In assuming the Presidency of the Insurance Institute of London, Martin South Chief Executive of Marsh follows John Nelson in launching Lloyd’s vision 2025 by setting innovation as the major theme for his stewardship of the market. They are not alone. With the market emerging from the shock losses that hit results in 2011 replaced by a period of relative calm, our leaders are beginning to refocus on the future, and they do not like what they see. The industry’s ability to meet the challenges of a changing world where the fundamental nature of risk might be shifting is a growing source of unease.
Concerns are clearly creeping in about the longer term relevance of insurance particularly to our larger corporate buyers. Meeting the expectations for value and service of an increasingly demanding audience, battered by the prolonged financial crisis and recession, is proving to be quite a headache. A sobering assessment was provided by the Economist Intelligence Unit in its risk index provided to Lloyd’s last year. Their survey of the largest global businesses painfully revealed that there was on offer only one risk transfer solution to the top five risks that these organisations identified.
The Japanese tsunami and Thai floods exposed the limitations of insurance coverage as a means to protect against interruptions of supply. The gap between the economic and insured losses suffered was significant with policy coverage found to be inadequate and misdirected in some cases. Likewise for businesses like BP, Rolls Royce, G4S and most recently Samsung, all financially impacted as a consequence of major unexpected events, insurance has not prevented or softened in any meaningful way the hit to these company’s earnings. Whilst insurance solutions are being crafted to address trade disruption, reputational damage, cyber breaches and patent infringement, the overriding perception of many risk managers is that the insurance industry is not really keeping pace with the major trends in global commerce and their attendant business requirements.
A quite bleak longer term outlook, therefore, so the need for innovation is the current rallying cry. The call to action is for brokers to develop and insurers to introduce new and enhanced products which address emerging risks that truly meet and satisfy the corporate customer needs. If only it were that simple. Whilst new product development might in time be the outcome, the more likely source of innovation will first be in the insurance industry business model. It is almost inconceivable that insurers can deliver the solutions that large commercial clients want without reinventing in some way how business is sourced, underwritten and serviced. Just how a re-shaped industry of the future will look and operate is impossible to predict but almost certainly the broader technological revolution will be fundamental to any transformation.
The internet has obviously changed forever how we communicate with each other; insurers along with most other service providers are now distributing product electronically to the end buyers, at least in the private consumer space. Beyond that insurance firms have been extremely hesitant to embrace new technologies to reengineer and improve core business capabilities. However, the alarming size of the uncharted risk exposures revealed in the Thai flood losses of 2011 could be the “tipping point”, that the academic Malcolm Gladwell would call it, which prompts fundamental industry innovation.
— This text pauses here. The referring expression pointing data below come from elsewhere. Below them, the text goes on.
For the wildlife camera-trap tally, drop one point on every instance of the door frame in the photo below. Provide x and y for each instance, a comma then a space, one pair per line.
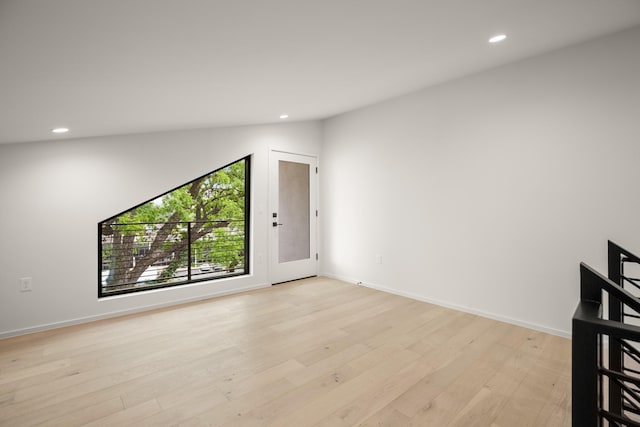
313, 228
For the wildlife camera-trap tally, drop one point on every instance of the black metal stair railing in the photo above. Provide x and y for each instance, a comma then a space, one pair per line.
606, 386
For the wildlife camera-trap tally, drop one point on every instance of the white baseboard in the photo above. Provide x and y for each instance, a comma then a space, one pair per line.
517, 322
87, 319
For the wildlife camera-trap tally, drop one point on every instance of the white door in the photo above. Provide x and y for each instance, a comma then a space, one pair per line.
293, 216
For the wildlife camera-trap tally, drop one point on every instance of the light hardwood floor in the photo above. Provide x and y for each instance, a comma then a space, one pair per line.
316, 352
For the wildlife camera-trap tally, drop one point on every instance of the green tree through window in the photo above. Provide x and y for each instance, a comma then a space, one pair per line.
198, 231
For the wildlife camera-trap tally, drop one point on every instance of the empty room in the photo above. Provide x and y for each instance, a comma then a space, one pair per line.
319, 213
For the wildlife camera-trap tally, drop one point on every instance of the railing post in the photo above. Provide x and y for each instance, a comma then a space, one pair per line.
615, 314
189, 250
584, 371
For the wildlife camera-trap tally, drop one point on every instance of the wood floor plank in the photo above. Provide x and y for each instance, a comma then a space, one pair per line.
316, 352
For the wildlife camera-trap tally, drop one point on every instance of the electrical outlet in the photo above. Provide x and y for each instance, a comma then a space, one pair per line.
25, 284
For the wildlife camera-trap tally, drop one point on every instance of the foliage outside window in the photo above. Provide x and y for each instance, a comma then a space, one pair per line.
196, 232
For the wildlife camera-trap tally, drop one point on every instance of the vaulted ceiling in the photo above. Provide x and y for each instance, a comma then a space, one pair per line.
103, 67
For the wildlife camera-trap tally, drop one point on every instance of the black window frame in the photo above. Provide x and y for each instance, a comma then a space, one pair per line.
247, 234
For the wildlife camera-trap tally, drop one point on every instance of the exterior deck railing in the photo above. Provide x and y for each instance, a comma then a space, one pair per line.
140, 256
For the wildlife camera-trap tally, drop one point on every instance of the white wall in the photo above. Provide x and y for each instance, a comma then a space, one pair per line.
486, 192
54, 193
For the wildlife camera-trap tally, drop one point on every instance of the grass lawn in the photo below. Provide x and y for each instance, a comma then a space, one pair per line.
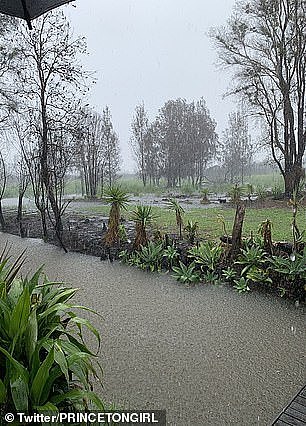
210, 226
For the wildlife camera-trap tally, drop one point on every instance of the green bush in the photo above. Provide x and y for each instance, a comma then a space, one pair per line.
44, 362
186, 273
207, 255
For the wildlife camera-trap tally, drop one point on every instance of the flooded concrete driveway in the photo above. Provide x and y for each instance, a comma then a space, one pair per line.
207, 355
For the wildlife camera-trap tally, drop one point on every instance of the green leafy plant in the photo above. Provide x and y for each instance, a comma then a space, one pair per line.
205, 193
265, 230
124, 256
45, 363
207, 255
179, 211
134, 259
229, 274
292, 268
241, 285
143, 217
186, 273
251, 256
235, 194
171, 254
118, 199
211, 277
191, 229
151, 255
258, 275
249, 191
122, 234
261, 192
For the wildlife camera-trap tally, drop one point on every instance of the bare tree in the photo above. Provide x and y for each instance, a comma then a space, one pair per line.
237, 149
139, 140
265, 44
111, 150
48, 81
97, 148
3, 180
23, 178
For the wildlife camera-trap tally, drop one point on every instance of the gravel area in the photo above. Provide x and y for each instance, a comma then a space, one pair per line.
206, 354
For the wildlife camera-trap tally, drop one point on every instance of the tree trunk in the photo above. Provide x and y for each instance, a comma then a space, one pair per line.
2, 221
19, 215
237, 231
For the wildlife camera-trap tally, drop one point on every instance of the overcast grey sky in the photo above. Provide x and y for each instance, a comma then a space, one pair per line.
151, 51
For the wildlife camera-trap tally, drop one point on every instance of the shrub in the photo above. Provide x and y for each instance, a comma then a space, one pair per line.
250, 257
179, 211
44, 361
191, 229
186, 273
171, 254
142, 216
150, 256
207, 255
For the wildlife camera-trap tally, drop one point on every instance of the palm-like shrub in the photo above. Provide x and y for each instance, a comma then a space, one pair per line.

Encouraged by the Solvency II regulators, risk modelling, and at its heart data capture and management, might now forever eclipse more traditional risk assessment techniques.
As underwriting moves from the analogue to the digital and starts to embrace data mining in a world of increasingly full information transparency, the functions of insurer, producer and corporate client become more interlinked. Already Aon’s development of GRIP, a global repository of insurance placement information, and the introduction of the market-matching platform WillPlace by Willis, each in their own different way challenge the traditional means of sourcing and servicing commercial business by allowing insurers access to client data (for a fee) beyond the transactional. Whilst these initiatives have their critics and may be far from perfect, they do nevertheless clearly signal a more collaborative process where the co-development of new products with customers and their brokers, based on joint analysis, will become more the norm.
To the extent that insurers can redesign their business model, therefore; investing in people and technology capable of assimilating and acting upon customer intelligence, then there is a path towards successfully reengaging with the large corporate client. Demanding new product innovation whilst more or less maintaining traditional market methods of working, as the debate currently resides, seems to be an exercise in wishful thinking.